With this calendar year having witnessed many farmers’ protests, including the recently concluded one in Mumbai, the Centre must take urgent steps to address agrarian distress. Farmers’ groups in Mumbai have pressed for loan waivers, price support measures and compensation for drought. The State government has expressed a willingness to meet most demands within three months, possibly to contain any adverse political fallout. Indeed, producers of onion, chillies, tomato and garlic have to contend with volatile prices all the time. Marketing infrastructure is inadequate, especially for small producers who lack the capacity to store their produce. In Madhya Pradesh, the Bhavantar scheme does not seem to be working well enough, while e-NAM remains a work in progress. While allowing producers to access markets other than the APMC and removing curbs on stocks and exports, the Centre must ensure that the model Agriculture Livestock and Marketing (Promotion and Facilitation) Act, 2017, takes marketing reforms a few steps forward. This must be accompanied by real-time tracking of inventories and development of storage and processing capacity. A ‘glut’ in the markets is a misnomer in a country where per capita consumption of eggs, milk, fruits, pulses and horticulture products can be increased by a considerable margin without still approaching global levels. PPPs in creating market yards and storages should be fast-tracked. But even before that, farm extension services should ensure against huge swings in area sown, merely on the basis of imperfect market information.

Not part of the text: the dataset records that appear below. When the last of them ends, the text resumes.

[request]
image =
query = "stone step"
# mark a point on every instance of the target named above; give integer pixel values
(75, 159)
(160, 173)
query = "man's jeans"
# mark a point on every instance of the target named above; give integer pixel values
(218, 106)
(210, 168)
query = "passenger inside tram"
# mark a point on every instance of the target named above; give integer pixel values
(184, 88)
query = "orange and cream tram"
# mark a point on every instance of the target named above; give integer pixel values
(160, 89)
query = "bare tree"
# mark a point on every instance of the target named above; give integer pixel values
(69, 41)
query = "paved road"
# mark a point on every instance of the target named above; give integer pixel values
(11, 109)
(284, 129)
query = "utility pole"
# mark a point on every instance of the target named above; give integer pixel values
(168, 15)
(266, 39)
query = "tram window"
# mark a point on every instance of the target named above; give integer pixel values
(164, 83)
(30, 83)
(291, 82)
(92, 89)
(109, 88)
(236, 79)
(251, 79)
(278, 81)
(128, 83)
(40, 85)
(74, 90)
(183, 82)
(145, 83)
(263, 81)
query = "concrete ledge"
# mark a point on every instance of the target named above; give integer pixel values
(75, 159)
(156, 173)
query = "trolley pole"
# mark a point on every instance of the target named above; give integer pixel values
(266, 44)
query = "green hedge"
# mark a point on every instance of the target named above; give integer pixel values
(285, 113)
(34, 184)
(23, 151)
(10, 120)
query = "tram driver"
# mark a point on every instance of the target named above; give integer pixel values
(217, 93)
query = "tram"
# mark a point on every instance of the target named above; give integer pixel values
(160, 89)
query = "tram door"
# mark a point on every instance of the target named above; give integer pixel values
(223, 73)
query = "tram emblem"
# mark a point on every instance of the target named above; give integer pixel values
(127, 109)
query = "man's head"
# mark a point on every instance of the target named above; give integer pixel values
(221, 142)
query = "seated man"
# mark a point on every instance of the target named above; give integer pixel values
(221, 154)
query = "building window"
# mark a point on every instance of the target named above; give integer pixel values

By raising support prices of cereals, pulses and coarse grains to 150 per cent of the cost of production, the Centre could be dragged to the WTO for allegedly breaching its farm subsidy entitlement and ‘distorting’ world markets. The MSP is seen to distort prices by incentivising output. Meanwhile, the Centre has allowed rice exporters a 5 per cent subsidy under the ‘Merchandise Export from India Scheme’, a programme already been targeted by the US at the WTO. Under the WTO’s Agreement on Agriculture, developing countries are entitled to product-specific subsidies up to 10 per cent of the value of its produce. However, there are at least two flaws here. First, the current value of the produce is based on a 1987-88 reference price rather than a more recent year, as a result of which the value of the product is severely underestimated. Second, developed countries have to comply with an average ceiling rather than a product-specific one, as a result of which they can subsidise select products. However, efforts should be on to move to income support steps that are WTO-compatible, given the limited reach of MSP.
Indian agriculture needs to go beyond loan waivers and generous price support. For rural household incomes to ‘double’ in the next five or seven years, the focus should extend to increasing productivity, crop diversification and reducing cost. Diversification into livestock really lifts incomes of cultivator households. A multi-pronged crisis in rural India calls for a broad-based response.